Microsoft may also be a candidate to eventually begin offering data warehousing on internal clouds. Already, for example, it offers data warehousing in the public cloud built on its own cloud platform, Azure, which debuted last year, and SQL Data Services.
Nevertheless, "the cloud model is still in an embryonic stage" when it comes to data warehousing, Forrester's Kobielus said, and it could be a year or more before it truly begins to mature. "Few vendors have put together a coherent story going forward to help the industry and help users jump to the next plateau of development of data warehousing in a purely cloud environment."

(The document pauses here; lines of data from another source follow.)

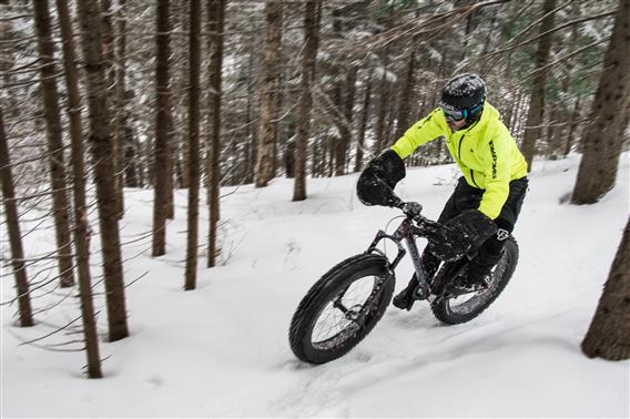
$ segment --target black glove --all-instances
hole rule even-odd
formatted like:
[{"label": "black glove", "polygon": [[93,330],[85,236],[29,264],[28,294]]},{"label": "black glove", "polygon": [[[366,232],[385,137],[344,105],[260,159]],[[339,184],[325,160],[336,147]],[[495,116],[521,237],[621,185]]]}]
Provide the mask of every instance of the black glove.
[{"label": "black glove", "polygon": [[396,206],[400,198],[394,187],[405,177],[403,159],[394,150],[387,150],[373,159],[358,177],[356,192],[365,205]]},{"label": "black glove", "polygon": [[445,262],[454,260],[479,248],[497,229],[495,222],[484,213],[467,209],[443,225],[427,225],[427,249]]}]

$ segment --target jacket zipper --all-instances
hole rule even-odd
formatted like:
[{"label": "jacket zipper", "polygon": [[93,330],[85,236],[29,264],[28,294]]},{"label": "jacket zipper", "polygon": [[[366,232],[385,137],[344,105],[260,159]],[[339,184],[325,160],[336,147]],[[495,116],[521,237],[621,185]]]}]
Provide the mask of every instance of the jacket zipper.
[{"label": "jacket zipper", "polygon": [[466,134],[461,135],[461,140],[459,140],[459,147],[457,150],[457,155],[459,156],[460,162],[461,162],[461,143],[464,142],[465,137],[466,137]]},{"label": "jacket zipper", "polygon": [[477,185],[477,182],[475,182],[475,172],[472,172],[472,168],[470,168],[470,178],[472,180],[472,183],[475,184],[475,186],[477,186],[478,188],[481,188],[481,186]]}]

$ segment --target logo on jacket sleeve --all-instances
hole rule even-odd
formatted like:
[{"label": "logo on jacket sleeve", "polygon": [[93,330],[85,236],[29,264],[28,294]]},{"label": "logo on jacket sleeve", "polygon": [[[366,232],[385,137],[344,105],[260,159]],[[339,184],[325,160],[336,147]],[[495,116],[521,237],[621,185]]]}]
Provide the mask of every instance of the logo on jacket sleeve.
[{"label": "logo on jacket sleeve", "polygon": [[492,178],[497,178],[497,152],[494,141],[490,141],[490,154],[492,155]]}]

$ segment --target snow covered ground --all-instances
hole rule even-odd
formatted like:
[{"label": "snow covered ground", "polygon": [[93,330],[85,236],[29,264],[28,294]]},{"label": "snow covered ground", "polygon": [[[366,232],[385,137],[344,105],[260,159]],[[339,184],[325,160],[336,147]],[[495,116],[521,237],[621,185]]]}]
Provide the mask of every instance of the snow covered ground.
[{"label": "snow covered ground", "polygon": [[[152,258],[142,236],[151,229],[152,193],[128,191],[122,234],[134,242],[124,247],[125,276],[145,274],[128,288],[132,335],[102,341],[105,378],[88,380],[83,352],[20,346],[73,319],[75,298],[39,314],[29,329],[14,327],[14,306],[2,306],[1,416],[628,418],[629,362],[588,359],[579,345],[628,219],[629,159],[614,190],[591,206],[566,204],[578,163],[579,156],[536,162],[515,231],[519,266],[480,317],[447,327],[426,304],[410,313],[392,307],[357,348],[318,367],[299,362],[288,347],[297,304],[397,211],[358,203],[356,175],[309,180],[302,203],[291,202],[288,180],[224,188],[224,264],[206,269],[202,258],[199,289],[183,292],[185,193],[176,194],[167,254]],[[397,192],[437,217],[456,178],[454,165],[414,168]],[[201,237],[206,219],[202,207]],[[27,239],[31,254],[54,242],[52,232]],[[397,289],[410,273],[406,259]],[[12,277],[1,293],[2,302],[13,297]],[[104,335],[104,310],[99,323]],[[75,339],[70,331],[39,344]]]}]

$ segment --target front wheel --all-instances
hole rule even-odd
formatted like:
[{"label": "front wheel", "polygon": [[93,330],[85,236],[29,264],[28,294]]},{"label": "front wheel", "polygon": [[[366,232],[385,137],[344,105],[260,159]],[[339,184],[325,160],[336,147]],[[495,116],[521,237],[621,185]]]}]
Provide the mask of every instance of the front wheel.
[{"label": "front wheel", "polygon": [[311,364],[339,358],[376,326],[394,294],[384,256],[353,256],[326,273],[299,303],[289,328],[291,349]]},{"label": "front wheel", "polygon": [[488,287],[474,294],[457,297],[444,296],[431,303],[435,317],[448,325],[466,323],[479,316],[501,294],[510,280],[518,263],[518,245],[509,237],[504,254],[492,269]]}]

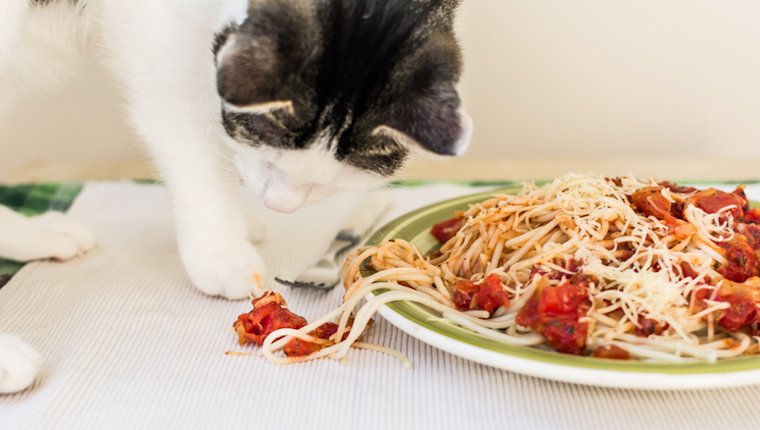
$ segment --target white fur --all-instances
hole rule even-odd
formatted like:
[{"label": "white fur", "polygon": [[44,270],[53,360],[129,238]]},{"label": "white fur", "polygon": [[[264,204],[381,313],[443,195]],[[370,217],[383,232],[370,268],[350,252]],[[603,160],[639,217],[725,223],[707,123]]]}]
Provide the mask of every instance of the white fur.
[{"label": "white fur", "polygon": [[34,382],[42,357],[16,336],[0,334],[0,393],[21,391]]},{"label": "white fur", "polygon": [[[284,151],[254,149],[226,135],[211,43],[224,25],[244,21],[246,0],[30,4],[3,0],[0,115],[24,93],[49,89],[74,73],[84,50],[97,50],[120,83],[129,118],[170,191],[180,258],[201,291],[240,299],[265,289],[264,264],[251,243],[263,237],[264,227],[244,213],[237,189],[241,176],[268,207],[280,212],[385,182],[380,175],[336,161],[336,142],[326,136],[310,149]],[[258,112],[287,104],[238,109]],[[0,254],[22,260],[71,258],[94,244],[86,230],[60,215],[29,220],[0,208],[3,228],[11,233],[0,233]],[[25,246],[19,246],[25,239]],[[29,350],[3,345],[0,356],[10,357],[8,363],[36,363]],[[5,372],[10,376],[4,378],[20,381],[11,389],[23,388],[36,373],[32,370],[30,378],[29,369],[37,368],[17,371],[19,366],[9,365]]]},{"label": "white fur", "polygon": [[79,223],[58,212],[27,218],[0,206],[0,256],[16,261],[68,260],[95,246]]}]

But that assessment hasn't stopped Zion Bancorporation, where Johnson is counting on EDC to reduce maintenance and support costs caused by proliferating data marts and to break down barriers between groups and departments, giving all workers a unified way to find, access and analyze corporate data.
With implementation under way, the bank hopes to have EDC fully deployed by the end of the year. Then, Johnson said, as many as 50 of Zion's "most seasoned analysts" will begin accessing around 4 terabytes of data in the internal cloud and creating manageable data marts of their own.
"We're going to give direct database access to end users and the ability to upload their own data and create their own data warehouses," Johnson said. "It's to give them a place [the private cloud] to work where they can do complicated things without having to remove the data."